Terry Eagleton is interviewed by the Culture Editor of the New Statesman. Asked about his very public spat with Martin Amis two years ago, Eagleton replies:
I’m interested in the way a whole stratum of the liberal literati (Rushdie, to some extent Ian McEwan, A C Grayling, obviously Amis and Hitchens) – the very people you’d have expected to be guardians of the liberal flame of tolerance and understanding – have, at the very first assault, rushed into these caricatured postures driven by panic. I’m very struck by how those who are making ugly, illiberal, supremacist noises about the superiority of the west are precisely the sort of literary and liberal characters from whom you’d expect more imagination, openness and sensitivity.
Norm defeathers and skins that turkey most elegantly:
Coming from a longtime Marxist this is, if I may so put it, somewhat lacking in dialectical subtlety. What these figures are ‘making noises’ about is not the superiority of the West, but the superiority of liberal values and institutions. That being the case, there is nothing whatsoever illiberal about their not being tolerant or sensitive towards the assault on liberal values currently carried in, amongst other things, the fanaticism of belief, the violence against persons and the oppression of (including violence against) women that Eagleton would appear to want them to be more ‘open’ about.
4 Comments
No one’s saying the west is superior, and if they are …how superior is that ?
Abu Ferris if you really don’t want me in the debate i’ll do exactly what you asked. Having spent time cleaning the pool, I don’t want to do it again. And there was me, thinking we might almost be friends. You sound like you need some water fast. Can this be a friendly ‘debate’ or what ?
Sorry about so many questions, what we need are cool clear solutions, and answers. psst…used to be an angry young man meself once; a very long time ago.
J
I’m not sure why you are writing to me, about what and on what thread; but it seems odd to post it here.
Incidentally, I am neither young nor angry; rather middle-aged and deeply depressed by a lot of people’s views.
Eagleton also makes this observation of Christopher Hitchens:
Hitchens is no more “Islamophobic” than he is phobic of any other world religion.
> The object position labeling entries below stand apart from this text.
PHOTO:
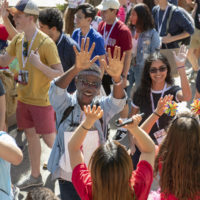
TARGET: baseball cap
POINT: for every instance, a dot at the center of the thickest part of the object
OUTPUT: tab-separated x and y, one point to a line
108	4
25	6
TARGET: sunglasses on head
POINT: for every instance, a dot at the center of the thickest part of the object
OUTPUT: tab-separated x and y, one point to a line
154	70
25	51
86	83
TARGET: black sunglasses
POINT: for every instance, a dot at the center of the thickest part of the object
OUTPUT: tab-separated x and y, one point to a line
86	83
154	70
25	51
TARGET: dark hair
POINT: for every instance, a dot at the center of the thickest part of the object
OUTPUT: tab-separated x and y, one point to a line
52	17
145	20
179	158
94	68
143	90
88	10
He has a few choice things to say about Hindu and Buddhist extremist tendencies as well in his book ‘God is Not Great’. Shouldn’t Eagleton be calling him Hinduphobic and Buddhophobic as well?
It shows the kind of selective reactionary Eagleton is by his choice of highlighting Hitchens’ criticism of Islam only. Eagleton knows his kind of type “liberal” demagoguery would win no support had he chosen to complain about Hitchens’ criticism of the 7th Day Adventists or the Evangelical far-right of the US.
” Should it be right to call him Hinduphobic or Buddhophobic as well?”
That’s the kind of thing C Hitchens would probably find embarrassingly easy to lance off Eagleton’s argument in a debate. Mr E is has chosen not to debate Mr H because it would be “bloodsport”. He has chosen wisely.